Doing Business in Iceland

Regulatory Constraints and Reliefs

As a member of the 18-nation European Economic Area (all EU states and three of the four EFTA states), Iceland implements the same basic liberal business philosophy as the European Union. Except in a few limited areas, all EU commercial legislation and directives take effect in Iceland. Consequently, Iceland makes an ideal springboard for tariff-free access to the major EU market area, as well as a fully competitive location for EU companies to operate.

Exchange Controls: No restrictions are imposed in Iceland on buying or selling of foreign exchange.

Foreign Ownership of Business: In principle, foreign ownership of business is unrestricted. However, some limitations apply to specific sectors, namely fishing, primary fish processing, energy production and aviation.

A wide range of portfolio investment options are available through licensed securities trading companies.

Official Attitude and Incentives

Iceland has systematically made its business environment increasingly attractive for investment and location, among other things with the series of tax cuts which now give Iceland one of the lowest levels of corporate income tax in Europe.

Advantages offered by Iceland for industrial investors include the most competitive electricity prices in Europe at 2-3 US cents/kWh for large industrial users, depending upon delivery terms, and industrial steam at 6 barg or USD 3 per metric tonne. Industrial sites with good natural harbours, for small and large ventures, are available in many parts of the country, and many local authorities have designed development strategies and scenarios which provide for new investments. Highly skilled labour is available, including experts in software and a wide range of research fields.

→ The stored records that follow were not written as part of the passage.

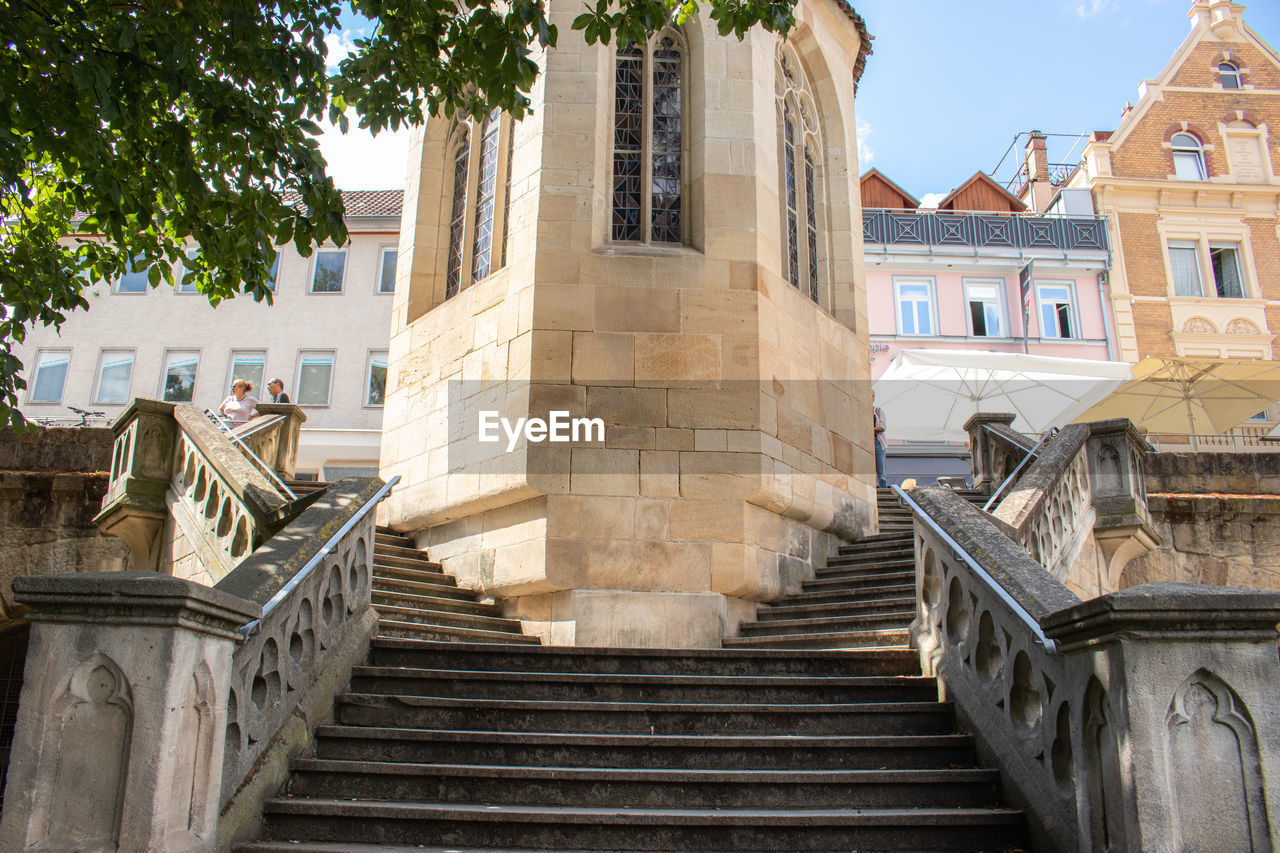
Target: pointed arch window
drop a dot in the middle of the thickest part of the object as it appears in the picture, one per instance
(648, 141)
(804, 256)
(1188, 158)
(479, 200)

Special incentives are granted for film and TV production in Iceland, whereby 12% of total costs are refundable. Production cost incurred in other EEA countries is also refundable within certain limits.

The Icelandic Tax System

The Icelandic tax system is relatively simple and effective. In the last few years the emphasis has been to simplify it further, reduce tax rates, broaden the tax base and conclude more bilateral taxation agreements, which will increase the competitiveness of Icelandic corporations and attract foreign investors.

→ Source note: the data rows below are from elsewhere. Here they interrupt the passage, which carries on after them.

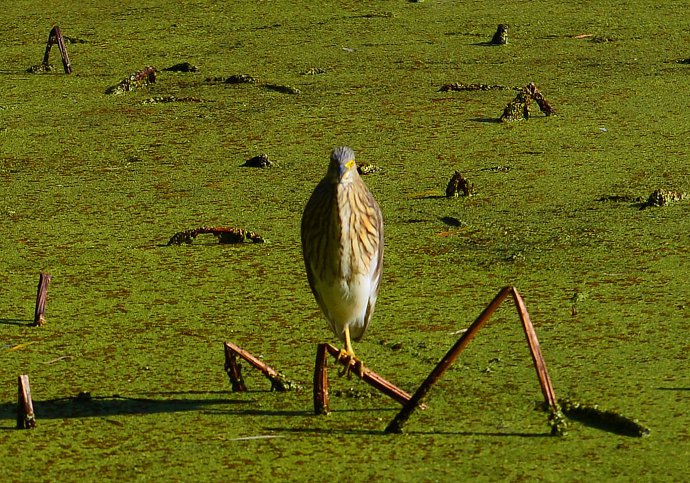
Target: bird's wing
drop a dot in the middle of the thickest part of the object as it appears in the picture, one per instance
(376, 271)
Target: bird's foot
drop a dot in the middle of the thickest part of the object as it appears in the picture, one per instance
(350, 364)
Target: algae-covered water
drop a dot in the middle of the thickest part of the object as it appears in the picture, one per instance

Financial Reporting and Audit Requirements in Iceland

Every company resident and operating in Iceland must submit annual accounts that comply with statutory accounting rules and disclosures, and reflect a true and fair view of the company’s assets, liabilities, results and financial position. Presentation is modelled upon standard EU requirements. The requirement of adjustments being made to revalue assets and liabilities on the principles of inflationary accounting was abolished in 2001.

Companies above a certain size which are publicly quoted and have subsidiaries are required to prepare consolidated group accounts. Tax returns are filed with local tax authorities.

Corporations registered in Iceland, with the main part of their income from foreign sources, can apply to keep their books of accounts and records in a foreign currency.

Limited liability companies registered on an official financial market are allowed to issue their share capital in a foreign currency. Other limited liability companies with the main part of their income from foreign sources will be able to issue their share capital in a foreign currency provided that certain requirements are met.